A 60 bps jump in the second quarter GDP (gross domestic numbers) to 6.3 percent from 5.7 percent in the preceding quarter has revived hopes of an economic recovery. The Q2 numbers snapped a five-month decline trend in growth numbers primarily aided by a pick -up in manufacturing sector and certain services.
Union finance minister Arun Jaitley called a presser to announce that the Q2 numbers indicated economy is past the impact caused by demonetisation and GST (goods and services tax) and economic growth will only improve from this quarter onwards. Is it really the end of the economic decline cycle? Are there strong reasons to celebrate the 60bps jump in growth in the second quarter?
Let’s find out.
First of all, there is no marked improvement in the growth trend to begin the celebrations, but only signs of marginal recovery from a prolonged declining trend. If one looks at year-on-year growth numbers, the GDP in the second quarter has fallen from 7.5 percent to 6.3 percent. That’s a fall of 120 bps. Before reveling on the 60 bps improvement quarter on-quarter, one should take note of this.
What aided growth?
The answer is, primarily, mining and the manufacturing segments. Growth in the manufacturing sector improved to 7 percent from 1.2 percent in the preceding quarter but, even here, on a year-on-year basis, it has slipped from 7.7 percent. Mining registered a substantial growth to 5.5 percent from negative 0.7 percent in Q1 and negative 1.3 percent in the year-ago period.
Similarly, electricity grew by 7.6 percent as against 7 percent in preceding quarter and 5.1 percent in the year-ago quarter. Trade, hotels, transport and construction too aided, with the segment growing 9.9 percent compared with 7.7 percent in the year-ago period.
But, what does the uptick in the GDP numbers does not tell us?
Looking a little closer, one can see that agriculture growth has fallen to 1.7 percent in the second quarter from 2.3 percent in the first quarter and 4.1 percent in the year-ago quarter. This is a major worry. The gross fixed capital formation (GFCF), has risen to 4.7 percent during the quarter compared with 1.6 percent in the preceding three months. But, that is on a low base of 3 percent in the year-ago quarter. Hence this is largely a statistical jump. If one looks at GFCF at constant prices as a percentage of GDP, the picture turns clearer. Here, the figure has fallen from 29.4 percent in second quarter last year to 28.9 percent in second quarter this year and compared with 29.8 percent in the preceding quarter. In current prices, it has fallen from 27.1 percent to 26.4 percent. What does it mean? Investment scenario still looks bleak. There is no money on the table from private investors yet.

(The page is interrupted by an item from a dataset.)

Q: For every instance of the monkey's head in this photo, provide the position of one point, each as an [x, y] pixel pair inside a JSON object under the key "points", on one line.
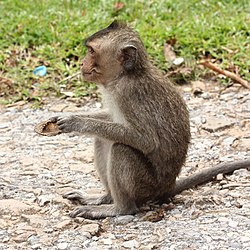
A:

So far, what has been largely holding the growth is consumption, both from the government and private sector. But, even that has not taken firm hold yet. Growth in government consumption expenditure has fallen from 17.2 percent in the first quarter to 4.1 percent in the second quarter and compared with 16.5 percent in the first quarter last year. Part of this is on account of the payment of the pay commission arrears last year. But, even then the decline is notable. Going ahead, the government is in a tight spot as it cannot cross the red line to safeguard the fiscal roadmap. Growth in private consumption fell to 6.5 percent from 6.7 percent in the first quarter and 7.9 percent in same period last year. Having investments dried up, consumption was the only major driver for growth, which too has failed to impress in this quarter.
The other major indicator one should not miss is construction, where the growth has declined to 2.6 percent in the second quarter from 4.3 percent in the year-ago quarter, albeit a minor pick up compared with the preceding quarter. This is the sector which provides a large number of jobs and the growth trend is indicative of what is happening on the ground. The government should take note.
With job creation remaining a pain area, investments not picking up and consumption taking a hit, there is no reason for one to celebrate the 60 bps jump in the second quarter GDP numbers. The better approach is to wait for the numbers in the coming quarters to understand whether the slowdown phase is over or not. It’s too early for celebrations.